Sprint lost 578,000 postpaid monthly-bill paying customers who sign long-term contracts, slightly better than the average expectation for 623,574 losses from six analysts contacted by Reuters and much better than 1.25 million losses a year earlier.
Chief Executive Officer Dan Hesse said Sprint’s progress helped stunt first quarter postpaid growth at bigger rivals AT&T Inc (T.N) and Verizon Wireless, Verizon Communications (VZ.N) and Vodafone Group Plc (VOD.L).
“That’s the biggest driver in their reduction, Sprint’s improvements.” Hesse said in an interview.
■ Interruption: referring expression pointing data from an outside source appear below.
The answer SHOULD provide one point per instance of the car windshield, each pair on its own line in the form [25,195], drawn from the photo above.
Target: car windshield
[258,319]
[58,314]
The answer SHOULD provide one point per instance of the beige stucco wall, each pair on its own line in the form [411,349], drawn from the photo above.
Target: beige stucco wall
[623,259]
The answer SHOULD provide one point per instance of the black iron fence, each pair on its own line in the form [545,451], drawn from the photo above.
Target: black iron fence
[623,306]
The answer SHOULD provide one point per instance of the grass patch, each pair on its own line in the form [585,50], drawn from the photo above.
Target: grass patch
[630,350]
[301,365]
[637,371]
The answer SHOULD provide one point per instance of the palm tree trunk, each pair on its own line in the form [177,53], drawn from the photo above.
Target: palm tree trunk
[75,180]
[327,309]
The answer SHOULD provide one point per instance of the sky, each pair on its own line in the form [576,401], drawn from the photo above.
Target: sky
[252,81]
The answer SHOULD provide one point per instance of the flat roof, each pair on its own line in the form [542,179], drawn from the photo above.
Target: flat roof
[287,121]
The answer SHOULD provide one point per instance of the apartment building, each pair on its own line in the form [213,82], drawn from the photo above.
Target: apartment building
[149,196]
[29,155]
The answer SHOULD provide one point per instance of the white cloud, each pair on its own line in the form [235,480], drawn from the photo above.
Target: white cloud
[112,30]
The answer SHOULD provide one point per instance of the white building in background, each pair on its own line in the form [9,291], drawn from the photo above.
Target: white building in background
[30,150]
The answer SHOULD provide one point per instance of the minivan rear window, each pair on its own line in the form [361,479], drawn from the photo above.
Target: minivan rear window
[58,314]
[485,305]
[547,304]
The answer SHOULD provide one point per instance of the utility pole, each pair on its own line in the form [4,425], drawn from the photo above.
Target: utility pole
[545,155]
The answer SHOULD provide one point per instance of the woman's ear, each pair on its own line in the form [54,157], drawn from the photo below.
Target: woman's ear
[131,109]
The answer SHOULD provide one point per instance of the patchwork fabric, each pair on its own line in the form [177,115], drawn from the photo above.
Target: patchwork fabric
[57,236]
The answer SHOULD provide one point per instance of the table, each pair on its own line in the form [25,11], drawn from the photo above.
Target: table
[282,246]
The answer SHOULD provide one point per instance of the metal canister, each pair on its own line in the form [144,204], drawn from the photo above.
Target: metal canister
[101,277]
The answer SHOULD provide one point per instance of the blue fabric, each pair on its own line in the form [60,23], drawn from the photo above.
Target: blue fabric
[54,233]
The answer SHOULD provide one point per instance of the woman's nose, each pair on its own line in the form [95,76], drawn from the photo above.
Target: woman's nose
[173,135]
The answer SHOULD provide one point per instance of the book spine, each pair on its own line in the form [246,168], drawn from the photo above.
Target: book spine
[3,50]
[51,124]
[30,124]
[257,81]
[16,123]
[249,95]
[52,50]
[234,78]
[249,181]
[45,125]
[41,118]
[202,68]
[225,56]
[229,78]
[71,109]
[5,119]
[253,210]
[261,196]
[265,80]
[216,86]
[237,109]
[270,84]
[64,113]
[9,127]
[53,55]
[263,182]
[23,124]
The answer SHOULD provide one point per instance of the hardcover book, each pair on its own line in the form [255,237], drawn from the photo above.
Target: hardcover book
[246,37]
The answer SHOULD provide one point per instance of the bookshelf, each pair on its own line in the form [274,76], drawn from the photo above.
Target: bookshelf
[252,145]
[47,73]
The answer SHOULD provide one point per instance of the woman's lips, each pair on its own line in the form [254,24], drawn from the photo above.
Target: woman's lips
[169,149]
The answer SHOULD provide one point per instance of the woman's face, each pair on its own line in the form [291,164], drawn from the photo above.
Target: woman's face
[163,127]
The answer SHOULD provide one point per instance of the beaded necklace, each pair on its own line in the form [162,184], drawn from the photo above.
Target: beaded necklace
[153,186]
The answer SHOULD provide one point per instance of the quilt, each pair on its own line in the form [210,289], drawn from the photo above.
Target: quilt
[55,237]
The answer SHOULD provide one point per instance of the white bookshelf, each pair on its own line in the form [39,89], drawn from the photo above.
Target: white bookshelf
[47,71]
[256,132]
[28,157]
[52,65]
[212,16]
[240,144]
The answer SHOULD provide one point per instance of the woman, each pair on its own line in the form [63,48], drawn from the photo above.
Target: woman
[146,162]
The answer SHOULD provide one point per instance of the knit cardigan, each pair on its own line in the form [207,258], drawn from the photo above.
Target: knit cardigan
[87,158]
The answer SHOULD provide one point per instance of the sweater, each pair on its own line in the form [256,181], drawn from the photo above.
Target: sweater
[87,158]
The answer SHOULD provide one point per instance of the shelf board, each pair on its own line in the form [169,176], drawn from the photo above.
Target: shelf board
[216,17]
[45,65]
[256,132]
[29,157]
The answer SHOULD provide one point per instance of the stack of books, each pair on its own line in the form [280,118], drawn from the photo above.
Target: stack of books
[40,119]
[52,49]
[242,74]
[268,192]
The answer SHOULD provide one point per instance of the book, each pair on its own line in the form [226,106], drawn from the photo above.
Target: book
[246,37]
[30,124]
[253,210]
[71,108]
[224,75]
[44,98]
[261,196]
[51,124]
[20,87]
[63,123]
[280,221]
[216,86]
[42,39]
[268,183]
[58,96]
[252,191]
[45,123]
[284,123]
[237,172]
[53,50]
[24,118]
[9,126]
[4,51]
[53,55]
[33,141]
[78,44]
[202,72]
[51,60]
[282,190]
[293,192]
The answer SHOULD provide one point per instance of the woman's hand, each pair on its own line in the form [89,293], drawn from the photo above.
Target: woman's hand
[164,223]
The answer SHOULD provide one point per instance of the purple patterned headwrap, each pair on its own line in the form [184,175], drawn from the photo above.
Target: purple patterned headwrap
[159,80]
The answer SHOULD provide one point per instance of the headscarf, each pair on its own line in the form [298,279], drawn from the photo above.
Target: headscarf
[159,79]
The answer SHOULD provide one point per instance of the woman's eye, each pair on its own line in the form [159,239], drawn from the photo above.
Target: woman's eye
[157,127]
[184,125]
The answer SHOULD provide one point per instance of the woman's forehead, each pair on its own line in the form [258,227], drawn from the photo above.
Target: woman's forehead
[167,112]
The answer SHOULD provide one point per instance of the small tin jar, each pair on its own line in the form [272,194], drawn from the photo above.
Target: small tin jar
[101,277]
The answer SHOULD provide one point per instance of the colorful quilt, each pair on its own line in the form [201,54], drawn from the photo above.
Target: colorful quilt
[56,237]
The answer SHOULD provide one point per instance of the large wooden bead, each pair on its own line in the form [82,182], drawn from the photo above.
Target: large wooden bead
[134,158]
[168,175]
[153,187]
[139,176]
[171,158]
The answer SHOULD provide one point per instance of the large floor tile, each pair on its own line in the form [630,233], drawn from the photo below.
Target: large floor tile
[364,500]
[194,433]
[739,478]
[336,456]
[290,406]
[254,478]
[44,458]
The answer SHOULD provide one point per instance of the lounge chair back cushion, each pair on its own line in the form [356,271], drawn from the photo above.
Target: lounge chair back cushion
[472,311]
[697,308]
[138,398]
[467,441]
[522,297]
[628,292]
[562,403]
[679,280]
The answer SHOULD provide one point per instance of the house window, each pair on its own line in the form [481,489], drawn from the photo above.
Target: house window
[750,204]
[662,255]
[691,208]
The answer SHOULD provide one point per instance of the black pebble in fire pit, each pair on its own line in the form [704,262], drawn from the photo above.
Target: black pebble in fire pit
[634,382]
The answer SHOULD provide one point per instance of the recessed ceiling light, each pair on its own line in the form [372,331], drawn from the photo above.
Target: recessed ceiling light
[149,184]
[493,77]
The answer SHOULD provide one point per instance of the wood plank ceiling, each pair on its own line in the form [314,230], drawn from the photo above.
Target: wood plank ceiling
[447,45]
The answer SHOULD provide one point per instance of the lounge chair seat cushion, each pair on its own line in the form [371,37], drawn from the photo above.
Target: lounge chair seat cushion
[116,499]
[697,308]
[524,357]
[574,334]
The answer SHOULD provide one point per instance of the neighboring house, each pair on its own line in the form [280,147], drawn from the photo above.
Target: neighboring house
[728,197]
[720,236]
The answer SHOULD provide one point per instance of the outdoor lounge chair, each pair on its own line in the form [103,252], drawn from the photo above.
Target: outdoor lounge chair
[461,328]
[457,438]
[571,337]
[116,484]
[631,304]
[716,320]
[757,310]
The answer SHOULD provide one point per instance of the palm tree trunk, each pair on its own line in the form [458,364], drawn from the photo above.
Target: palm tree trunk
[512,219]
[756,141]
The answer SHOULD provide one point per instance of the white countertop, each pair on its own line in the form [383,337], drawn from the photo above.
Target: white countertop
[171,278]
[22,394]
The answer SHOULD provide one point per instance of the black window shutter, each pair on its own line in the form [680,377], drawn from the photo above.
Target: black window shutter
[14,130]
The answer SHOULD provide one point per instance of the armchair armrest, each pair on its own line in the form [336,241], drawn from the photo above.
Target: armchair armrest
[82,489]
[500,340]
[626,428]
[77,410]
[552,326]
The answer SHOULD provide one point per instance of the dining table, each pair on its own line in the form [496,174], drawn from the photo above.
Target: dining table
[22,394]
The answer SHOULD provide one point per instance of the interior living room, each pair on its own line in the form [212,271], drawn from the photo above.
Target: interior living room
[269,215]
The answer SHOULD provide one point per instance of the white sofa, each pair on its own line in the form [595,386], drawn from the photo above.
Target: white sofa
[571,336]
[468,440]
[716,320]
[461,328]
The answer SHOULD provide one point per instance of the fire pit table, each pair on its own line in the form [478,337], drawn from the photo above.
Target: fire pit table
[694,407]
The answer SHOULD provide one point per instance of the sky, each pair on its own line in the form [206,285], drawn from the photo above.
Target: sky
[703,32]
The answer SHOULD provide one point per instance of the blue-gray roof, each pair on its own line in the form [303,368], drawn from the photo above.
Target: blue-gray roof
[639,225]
He added that Sprint’s progress was even more impressive because of signs that the overall postpaid market growth was shrinking.
Hesse promised second quarter improvements in postpaid customer cancellations from 2.15 percent in the first quarter.
He did not give specific targets but said the decline would come from an increase in the percentage of customers buying multiple services as these are least likely to leave.
Sprint’s net loss widened to $865 million, or 29 cents per share, from a year-earlier loss of $594 million, or 21 cents per share. Before tax related charges, its per share loss of 17 cents met analysts’ estimates, Thomson Reuters I/B/E/S said.
Hesse also promised Sprint’s service offerings would broaden in the next few weeks for prepaid customers who pay for calls in advance but do not sign a contract.
Prepaid is currently the main growth segment in the U.S. wireless market as customers increasingly look to economize.
As a result, Hesse said Sprint, which bought prepaid wholesale partner Virgin Mobile USA in 2009, expects an increase in prepaid growth in the second half of 2010.
Sprint added 348,000 prepaid customers in the first quarter compared with estimates ranging from a loss of 300,000 to a gain of 330,000 from five analysts Reuters contacted.
Sprint’s head of prepaid service Dan Schulman suggested that the new prepaid offers would not likely include price cuts.
This could be a relief for Sprint’s competitors in prepaid including America Movil’s (AMXL.MX) Tracfone as well as Leap Wireless LEAP.O and MetroPCS Communications PCS.N as the sector has seen a lot of discounting in the last year.
Sprint’s revenue fell 2 percent to $8.09 billion from $8.21 billion, but was ahead of Wall Street expectations of $8.05 billion. It said that revenue stabilization to be an important factor in the company’s turnaround this year.
Sprint, which lost 75,000 total customers in the quarter, including prepaid customers, repeated its previous forecast that subscriber losses would improve in 2010 versus 2009.
Sprint shares rose to $4.22 in morning trade after closing at $4.09 on New York Stock Exchange the day before. The shares have already risen 30 percent since around mid February.